Enfin, le cadre politique global n’est pas suffisamment cohérent et incitatif pour développer ce type de dispositif. La PAC devrait ainsi intégrer le soutien aux pratiques permettant le stockage ou la réduction d’émissions de carbone et à l’inverse pénaliser les pratiques non stockeuses ou émettrices (comme l’utilisation d’engrais de synthèse).

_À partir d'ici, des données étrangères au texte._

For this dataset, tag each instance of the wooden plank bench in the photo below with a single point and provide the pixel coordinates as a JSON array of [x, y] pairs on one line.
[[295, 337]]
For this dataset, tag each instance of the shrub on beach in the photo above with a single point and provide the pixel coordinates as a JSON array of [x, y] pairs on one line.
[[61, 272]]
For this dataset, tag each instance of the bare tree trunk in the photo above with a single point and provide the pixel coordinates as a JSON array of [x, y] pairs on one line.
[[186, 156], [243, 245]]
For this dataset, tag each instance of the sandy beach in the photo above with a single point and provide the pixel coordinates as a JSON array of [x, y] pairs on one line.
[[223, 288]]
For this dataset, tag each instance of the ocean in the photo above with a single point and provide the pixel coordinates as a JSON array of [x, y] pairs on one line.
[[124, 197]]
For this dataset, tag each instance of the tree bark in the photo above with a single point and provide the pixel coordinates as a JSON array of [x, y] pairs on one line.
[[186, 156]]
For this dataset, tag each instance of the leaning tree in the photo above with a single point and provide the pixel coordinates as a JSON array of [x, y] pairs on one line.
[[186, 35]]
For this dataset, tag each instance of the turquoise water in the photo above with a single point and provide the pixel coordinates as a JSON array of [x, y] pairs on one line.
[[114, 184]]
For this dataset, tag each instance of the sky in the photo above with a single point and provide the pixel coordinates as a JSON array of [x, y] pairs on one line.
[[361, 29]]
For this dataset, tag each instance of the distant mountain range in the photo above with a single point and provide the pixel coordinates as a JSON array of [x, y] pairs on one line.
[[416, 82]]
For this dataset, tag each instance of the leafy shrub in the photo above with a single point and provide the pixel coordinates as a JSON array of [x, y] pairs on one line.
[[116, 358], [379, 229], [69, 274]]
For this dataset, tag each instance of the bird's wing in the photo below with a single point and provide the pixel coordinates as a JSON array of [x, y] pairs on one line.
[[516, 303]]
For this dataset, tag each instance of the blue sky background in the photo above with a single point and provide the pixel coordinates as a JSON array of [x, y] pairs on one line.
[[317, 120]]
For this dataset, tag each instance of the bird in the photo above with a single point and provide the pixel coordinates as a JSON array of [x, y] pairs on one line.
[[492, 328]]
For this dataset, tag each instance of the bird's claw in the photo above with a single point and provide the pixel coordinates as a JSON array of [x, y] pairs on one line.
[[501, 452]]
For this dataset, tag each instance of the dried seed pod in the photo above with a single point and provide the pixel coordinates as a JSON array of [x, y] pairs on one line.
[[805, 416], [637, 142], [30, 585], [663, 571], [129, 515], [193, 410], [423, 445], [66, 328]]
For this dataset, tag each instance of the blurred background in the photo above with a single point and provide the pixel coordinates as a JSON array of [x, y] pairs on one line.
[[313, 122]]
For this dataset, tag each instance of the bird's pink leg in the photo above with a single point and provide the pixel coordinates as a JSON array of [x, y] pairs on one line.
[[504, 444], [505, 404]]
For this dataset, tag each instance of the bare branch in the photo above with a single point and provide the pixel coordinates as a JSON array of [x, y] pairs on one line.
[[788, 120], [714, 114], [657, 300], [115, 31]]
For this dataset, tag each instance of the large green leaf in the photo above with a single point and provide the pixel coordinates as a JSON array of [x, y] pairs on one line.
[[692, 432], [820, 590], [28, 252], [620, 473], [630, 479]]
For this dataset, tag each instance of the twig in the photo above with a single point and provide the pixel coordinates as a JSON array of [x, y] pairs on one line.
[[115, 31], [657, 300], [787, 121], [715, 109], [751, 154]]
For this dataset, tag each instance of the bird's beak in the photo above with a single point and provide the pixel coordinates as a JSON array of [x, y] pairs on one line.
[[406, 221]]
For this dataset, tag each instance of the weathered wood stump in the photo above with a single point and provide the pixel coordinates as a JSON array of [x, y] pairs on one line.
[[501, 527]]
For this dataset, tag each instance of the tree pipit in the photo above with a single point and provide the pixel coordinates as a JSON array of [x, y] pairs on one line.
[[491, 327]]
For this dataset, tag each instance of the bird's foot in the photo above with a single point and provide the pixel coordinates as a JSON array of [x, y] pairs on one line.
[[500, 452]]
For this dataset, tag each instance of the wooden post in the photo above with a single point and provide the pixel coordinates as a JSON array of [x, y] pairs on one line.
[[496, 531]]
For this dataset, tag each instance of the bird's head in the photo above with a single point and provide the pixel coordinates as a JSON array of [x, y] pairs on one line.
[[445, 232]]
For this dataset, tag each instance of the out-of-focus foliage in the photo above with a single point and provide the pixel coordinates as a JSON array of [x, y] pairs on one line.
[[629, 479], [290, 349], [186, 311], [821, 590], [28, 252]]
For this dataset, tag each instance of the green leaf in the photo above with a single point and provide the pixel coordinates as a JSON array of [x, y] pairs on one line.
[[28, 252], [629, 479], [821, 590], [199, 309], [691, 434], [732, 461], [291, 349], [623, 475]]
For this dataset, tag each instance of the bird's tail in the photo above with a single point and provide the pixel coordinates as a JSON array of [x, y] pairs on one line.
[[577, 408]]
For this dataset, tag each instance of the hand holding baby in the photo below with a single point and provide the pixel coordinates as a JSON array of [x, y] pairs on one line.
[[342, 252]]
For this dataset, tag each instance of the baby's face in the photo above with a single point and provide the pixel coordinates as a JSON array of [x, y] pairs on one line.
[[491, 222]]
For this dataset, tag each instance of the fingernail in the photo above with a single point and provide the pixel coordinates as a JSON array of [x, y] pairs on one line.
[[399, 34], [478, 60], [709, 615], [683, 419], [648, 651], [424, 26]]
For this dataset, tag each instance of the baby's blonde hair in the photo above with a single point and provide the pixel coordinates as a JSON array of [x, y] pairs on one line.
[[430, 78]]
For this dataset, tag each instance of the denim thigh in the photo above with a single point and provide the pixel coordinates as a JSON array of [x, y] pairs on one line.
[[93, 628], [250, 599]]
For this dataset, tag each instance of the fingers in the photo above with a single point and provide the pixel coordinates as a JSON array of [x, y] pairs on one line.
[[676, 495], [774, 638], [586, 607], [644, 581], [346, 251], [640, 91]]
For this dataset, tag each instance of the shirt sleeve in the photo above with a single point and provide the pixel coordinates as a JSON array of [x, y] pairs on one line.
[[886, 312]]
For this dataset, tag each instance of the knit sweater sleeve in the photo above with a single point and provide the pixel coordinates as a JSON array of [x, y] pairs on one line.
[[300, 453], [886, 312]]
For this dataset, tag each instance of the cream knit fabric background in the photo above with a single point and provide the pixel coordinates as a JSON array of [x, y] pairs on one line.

Combiner les leviers pour massifier les dispositifs d’atténuation

L’étude explore trois scénarios qui mènent à un ensemble de recommandations communes. La première consiste à former et sensibiliser massivement – notamment sur le fonctionnement du cycle du carbone et de l’azote – l’ensemble des acteurs agricoles (exploitants, conseillers, étudiants), mais aussi les filières agroalimentaires et les consommateurs. En effet, le développement de l’écoconception en aval des chaînes de production nécessitera de sourcer des produits agricoles bas carbone, alors mieux valorisés. Si cette meilleure valorisation du produit s’accompagne de crédits carbone bien marketés auprès des acheteurs (proximité, co-bénéfices environnementaux ou sociaux), l’incitation sera double pour les agriculteurs. En complément, la levée des freins identifiés autour du Label Bas Carbone est indispensable pour massifier le financement par le secteur privé et les fonds d’investissements. Une autre recommandation forte est de s’appuyer sur des réglementations, françaises et européennes, à la fois incitatrices (fiscalité avantageuse) et contraignantes (PAC, conditionnalité de certains dispositifs fiscaux ou subventions, publication d’informations en matière de durabilité par les entreprises, taxonomie qui guide les investisseurs vers les activités les plus vertueuses).

Pour les auteurs, la présidence actuelle de la France à l’Union européenne et le Green Deal constituent une occasion unique de développer les synergies entre les différentes politiques publiques en lien avec la nouvelle PAC.